An interesting property of digital cameras is that there is more noise in darker regions of photographs than brighter regions. The opposite is true for film. This means that the file size difference discussed here will be far less when shooting with more light, such as when you’re photographing outdoors.
As an example, here is another scene that I photographed first at ISO100, and then at ISO3200:
Though there is still a significant amount of noise in the image, the ISO100 photo has a 15.8MB file size, while the ISO3200 photo is 16.7MB. This means that for this outdoors shot, the higher ISO only caused a 5.7% increase in file size. There’s other factors that will cause this percentage to fluctuate, such as the complexity of the scene, but in general the percentage should be less when photographing with more light.
Now that we’ve shown the increased image noise that comes with higher ISO numbers, we’ll discuss why this causes the file size to increase.
Regardless of whether you’re shooting RAW or JPEG, it’s likely your photographs are stored in a compressed format. While some cameras allow you to choose whether and how files are compressed, RAW images (i.e. Canon’s CR2 format) are usually compressed using a lossless algorithm, meaning the exact original data can be reconstructed from the compressed data. On the other hand, JPEG is lossy, so the more you work with JPEG files, the less data you’ll have as the compression throws out more and more data.
Here is a sequence of images from Wikipedia showing lossy compression (with PNGs):
The image on the right is the most compressed, and therefore has the least information. There is no way to recover the original detail from the compressed image to reconstruct the original (on the left), since the information was thrown out in order to save space when compressing the file.
The reason noise increases file sizes is because image compression relies on repetition, or patterns. In images with less noise, there are more areas of consistent patterns (i.e. the clear blue sky) that can be compressed. On the other hand, when noise is introduced, these adjacent areas that could have been grouped together and compressed must be split and stored separately, since the noise introduces randomness that cannot be compressed.

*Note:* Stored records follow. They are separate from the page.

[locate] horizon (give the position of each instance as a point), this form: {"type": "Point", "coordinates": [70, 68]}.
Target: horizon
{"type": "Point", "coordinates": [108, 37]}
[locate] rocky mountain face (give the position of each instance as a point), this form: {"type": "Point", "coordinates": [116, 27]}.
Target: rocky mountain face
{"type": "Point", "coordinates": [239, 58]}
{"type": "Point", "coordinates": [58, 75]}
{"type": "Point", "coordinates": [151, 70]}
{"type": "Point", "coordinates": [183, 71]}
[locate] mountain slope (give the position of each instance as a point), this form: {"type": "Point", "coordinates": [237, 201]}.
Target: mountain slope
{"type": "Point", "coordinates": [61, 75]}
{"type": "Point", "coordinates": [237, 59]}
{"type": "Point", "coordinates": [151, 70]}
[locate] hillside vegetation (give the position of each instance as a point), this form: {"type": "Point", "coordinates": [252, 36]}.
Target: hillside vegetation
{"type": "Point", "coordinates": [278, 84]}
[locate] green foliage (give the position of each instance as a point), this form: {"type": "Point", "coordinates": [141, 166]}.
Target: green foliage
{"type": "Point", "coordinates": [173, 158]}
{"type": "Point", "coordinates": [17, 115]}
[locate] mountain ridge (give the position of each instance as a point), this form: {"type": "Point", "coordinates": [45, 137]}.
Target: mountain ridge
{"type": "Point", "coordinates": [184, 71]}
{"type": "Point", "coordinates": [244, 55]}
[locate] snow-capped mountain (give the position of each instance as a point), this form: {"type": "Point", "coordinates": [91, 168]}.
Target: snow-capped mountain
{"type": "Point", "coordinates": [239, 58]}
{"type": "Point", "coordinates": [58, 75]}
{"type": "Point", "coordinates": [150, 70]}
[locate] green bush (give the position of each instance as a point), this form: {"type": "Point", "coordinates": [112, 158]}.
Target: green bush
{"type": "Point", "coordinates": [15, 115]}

Here are four different 100×100 JPEG squares, saved with the same image quality:
On the left is a square with solid blue, which affords maximum compression and therefore the smallest file size. The second square has two shades of blue, alternating by row, while the third square alternates by column. Due to the way the JPEG format compresses images, the second square can be compressed more efficiently than the third, even though both contain exactly the same number of pixels of each shade. Finally, the last square has artificial noise added in using Photoshop. This noise introduces randomness, which results in the least compression and the largest file size.
Now, for a super simplified example of compression, consider the following “photo” with 3 “pixels”:
Since all three pixels are the same, instead of storing the data for all three, one possible way I could “compress” the photo would be to store the color information once and just remember that the entire range of pixels is that color. (i.e. Pixel 1-3 = Blue)
Now, lets say some “noise” is introduced, which changes the image to the following:
Now I can’t specify a single range and a single color, since the sequence has been interrupted. The best I could do might be to say (Pixel 1 & 3 = Blue, Pixel 2 = Yellow), which obviously takes more information to represent.
This isn’t exactly how image compression works, but hopefully you get the point that randomness interferes with compression.
In this post we showed that increasing ISO causes increased noise, which in turn causes larger file sizes due to inefficient file compression. Many of you more advanced photographers might have known some (or all) of this already, but hopefully it was illuminating for some of you.